This chapter introduces the concept of the word vectors (i.e., word embeddings). Create the following problems.
60. Loading word vectors
Download word vectors that are pretrained on Google News dataset (approx. 100 billion words). The file contains word vectors of 3 million words/phrases, whose dimentionalities are 300. Print out the word vector of the term “United States”. Note that “United States” is represented as “United_States” in the file.
61. Word similarity
Compute the cosine similarity between “United States” and “U.S.”
62. Top-10 most similar words
Find the top-10 words that have the highest cosine similarity with the word “United States” and print out the similarity score.
63. Analogy based on the additive composition
Subtract the vector of “Madrid” from the vector of “Spain” and then add the vector of “Athens”. Compute the top-10 most similar words with the output vector.
64. Analogy data experiment
Download word analogy evaluation dataset. Compute the vector as follows: vec(word in second column) - vec(word in first column) + vec(word in third column). From the output vector, (1) find the most similar word and (2) compute the similarity score with the word. Append the most similar word and its similarity to each row of the downloaded file.
65. Accuracy score on the analogy task
From the output of the problem 64, compute the accuracy score on both the semantic analogy and the syntactic analogy.

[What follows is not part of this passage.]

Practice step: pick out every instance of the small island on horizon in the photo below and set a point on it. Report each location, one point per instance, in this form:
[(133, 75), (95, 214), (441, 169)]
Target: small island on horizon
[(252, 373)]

66. Evaluation on WordSimilarity-353
Download the test data from The WordSimilarity-353 Test Collection. Compute the spearman’s rank correlation coefficient between two similarity rank scores: (1) similarity computed from word vectors and (2) similarity evaluated by the human.
67. k-means clustering
Extract the word vectors of the country names. Apply k-means clustering where k=5.
68. Ward’s method clustering
Apply hierarchical clustering to the word vectors of the country names. Use Ward’s method for the distance metric between two clusters. Visualize the clustering result as the dendrogram.
69. t-SNE Visualization
Visualize the word vector space of the country names by t-SNE.